Auto-screenshot mode

If you want every action to be followed by a fresh screenshot — handy for verification chains — pass auto_screenshot_after_action=True:

python

computer = ComputerUseTool(auto_screenshot_after_action=True)
out = computer.run(ctx, action="click", x=100, y=200)
print(out.metadata["screenshot"])   # path to the fresh PNG

Using it with a specialist

The design-reviewer specialist pairs well with computer_use for UI verification runs:

python

from shipit_agent import Agent
from shipit_agent.agents import AgentRegistry
from shipit_agent.tools.computer_use import ComputerUseTool

registry = AgentRegistry()
def_ = registry.get("design-reviewer")
ui_agent = Agent(
    llm=llm,
    prompt=def_.prompt,
    tools=[ComputerUseTool()],
    max_iterations=8,
    name=def_.name,
)
ui_agent.run("Open the Preferences pane, enable dark mode, screenshot the final state.")

Vision feedback — the screenshot's PNG bytes travel with the result

Every screenshot action now embeds the base64-encoded PNG in the tool output's metadata so a vision-capable LLM can actually see what got captured — not just read a file path.

python

out = computer.run(ctx, action="screenshot")
out.metadata["vision"]        # True
out.metadata["media_type"]    # "image/png"
out.metadata["image_base64"]  # "iVBORw0KGgoAAAANS..."  ← feed this into the next LLM call
out.metadata["path"]          # "/Users/you/.shipit_agent/computer_use/shot-…png"

Opt out for large captures (saves tokens when you only need the path):

python

computer.run(ctx, action="screenshot", vision=False)

Guardrails:

Images over 4 MB auto-skip the embed — metadata["vision"] == False with a vision_skip_reason telling you why.
Failures to read the PNG from disk (very rare) don't raise — they set vision=False and include the error in vision_skip_reason.

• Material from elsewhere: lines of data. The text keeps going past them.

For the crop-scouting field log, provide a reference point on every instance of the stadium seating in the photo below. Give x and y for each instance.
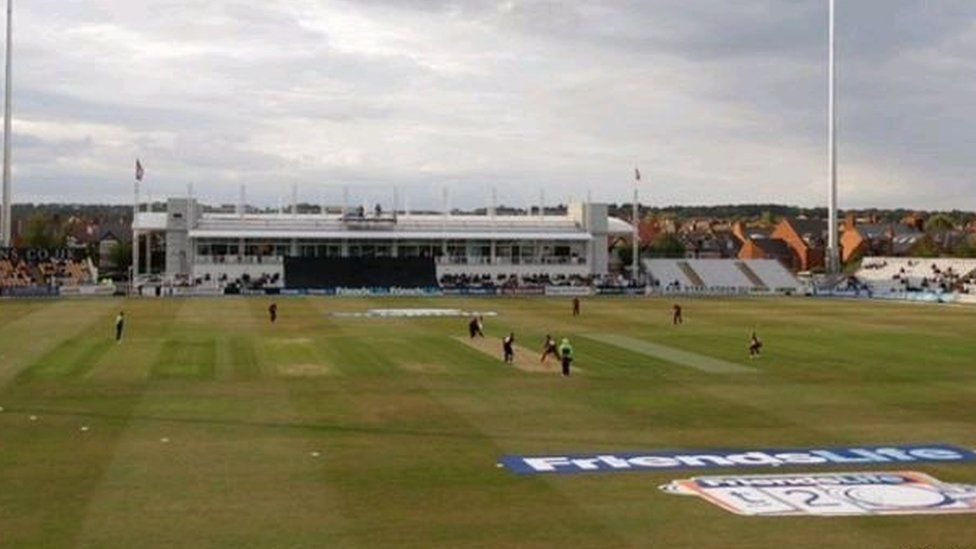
(720, 275)
(54, 272)
(886, 275)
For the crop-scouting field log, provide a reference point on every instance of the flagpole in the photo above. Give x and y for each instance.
(6, 232)
(833, 252)
(636, 245)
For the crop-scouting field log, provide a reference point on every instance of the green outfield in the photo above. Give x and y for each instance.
(208, 426)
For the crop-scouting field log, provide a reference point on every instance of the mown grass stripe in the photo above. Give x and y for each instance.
(673, 355)
(180, 359)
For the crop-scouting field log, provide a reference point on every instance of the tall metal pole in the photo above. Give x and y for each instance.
(833, 251)
(636, 245)
(6, 231)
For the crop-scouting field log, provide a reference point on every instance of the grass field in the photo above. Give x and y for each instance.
(209, 426)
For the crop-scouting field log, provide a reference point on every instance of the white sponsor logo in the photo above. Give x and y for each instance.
(830, 494)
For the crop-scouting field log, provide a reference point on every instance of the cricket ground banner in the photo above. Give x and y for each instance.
(668, 460)
(830, 494)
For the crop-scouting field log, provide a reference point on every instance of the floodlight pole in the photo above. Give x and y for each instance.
(833, 251)
(6, 227)
(635, 251)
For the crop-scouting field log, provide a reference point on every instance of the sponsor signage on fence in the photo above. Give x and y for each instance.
(469, 291)
(35, 254)
(30, 291)
(569, 291)
(523, 291)
(366, 292)
(666, 460)
(614, 290)
(830, 494)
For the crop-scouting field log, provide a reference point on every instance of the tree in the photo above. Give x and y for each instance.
(43, 232)
(926, 246)
(966, 247)
(939, 224)
(121, 256)
(666, 245)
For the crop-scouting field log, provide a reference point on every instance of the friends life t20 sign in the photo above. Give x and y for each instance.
(669, 460)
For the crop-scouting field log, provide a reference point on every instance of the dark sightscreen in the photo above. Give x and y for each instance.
(359, 272)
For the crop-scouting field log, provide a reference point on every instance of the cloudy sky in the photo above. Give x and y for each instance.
(717, 101)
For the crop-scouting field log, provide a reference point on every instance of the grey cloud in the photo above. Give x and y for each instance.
(718, 101)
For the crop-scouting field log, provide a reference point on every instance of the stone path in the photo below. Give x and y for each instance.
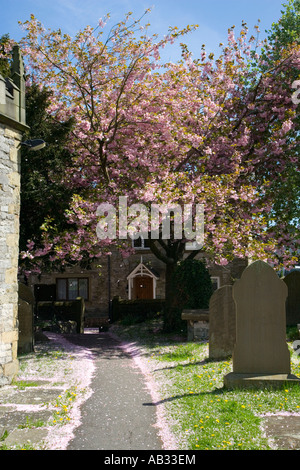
(116, 415)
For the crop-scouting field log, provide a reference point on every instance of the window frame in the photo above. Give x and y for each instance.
(66, 279)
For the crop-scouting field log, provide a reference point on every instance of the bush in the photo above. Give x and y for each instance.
(193, 284)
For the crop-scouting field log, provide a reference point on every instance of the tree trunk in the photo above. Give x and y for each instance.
(171, 310)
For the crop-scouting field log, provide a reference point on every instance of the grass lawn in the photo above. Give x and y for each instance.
(203, 414)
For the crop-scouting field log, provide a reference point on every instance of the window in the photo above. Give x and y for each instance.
(71, 288)
(141, 244)
(215, 282)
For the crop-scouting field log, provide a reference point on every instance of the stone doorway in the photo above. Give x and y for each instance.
(142, 287)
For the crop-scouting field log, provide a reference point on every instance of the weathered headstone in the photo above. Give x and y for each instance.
(197, 324)
(292, 281)
(260, 356)
(222, 323)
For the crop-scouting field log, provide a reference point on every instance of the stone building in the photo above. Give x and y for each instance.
(140, 276)
(12, 126)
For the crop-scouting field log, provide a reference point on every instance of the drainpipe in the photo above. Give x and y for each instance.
(109, 288)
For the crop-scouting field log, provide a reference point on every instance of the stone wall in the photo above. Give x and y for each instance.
(12, 126)
(108, 278)
(9, 242)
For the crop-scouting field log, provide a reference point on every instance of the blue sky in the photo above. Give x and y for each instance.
(213, 16)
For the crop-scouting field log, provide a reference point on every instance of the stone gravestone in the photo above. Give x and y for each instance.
(260, 356)
(292, 281)
(222, 323)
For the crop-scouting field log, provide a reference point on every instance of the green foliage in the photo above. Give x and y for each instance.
(193, 284)
(284, 35)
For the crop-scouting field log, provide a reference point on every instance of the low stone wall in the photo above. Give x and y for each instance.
(141, 307)
(62, 312)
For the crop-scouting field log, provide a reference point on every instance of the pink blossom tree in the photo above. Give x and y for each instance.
(211, 131)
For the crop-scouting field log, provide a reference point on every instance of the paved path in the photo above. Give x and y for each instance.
(117, 416)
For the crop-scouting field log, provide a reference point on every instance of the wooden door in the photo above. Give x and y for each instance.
(143, 287)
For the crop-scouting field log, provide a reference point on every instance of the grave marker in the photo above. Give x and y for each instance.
(292, 281)
(260, 356)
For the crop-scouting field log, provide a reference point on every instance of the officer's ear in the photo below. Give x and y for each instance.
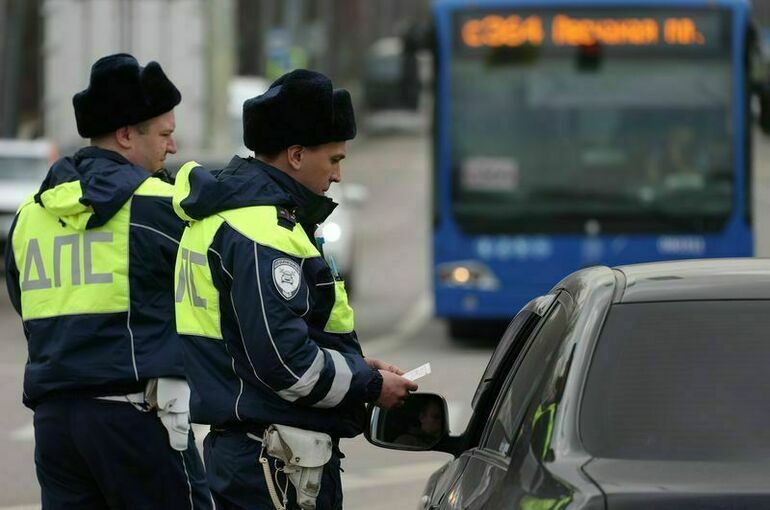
(123, 137)
(294, 155)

This lands the missing piece for real GUI automation: before 1.0.6, an agent captured screens it couldn't interpret. Now it can.

Output directory

Default: ~/.shipit_agent/computer_use/
Override: ComputerUseTool(output_dir="/tmp/shots")
One PNG per screenshot action; never deletes.

The directory is created on first use.

Notebook

notebooks/42_power_tools_computer_use_hubspot_research.ipynb — computer_use alongside the other power tools.
notebooks/44_complete_tour.ipynb — cross-tool example with Autopilot.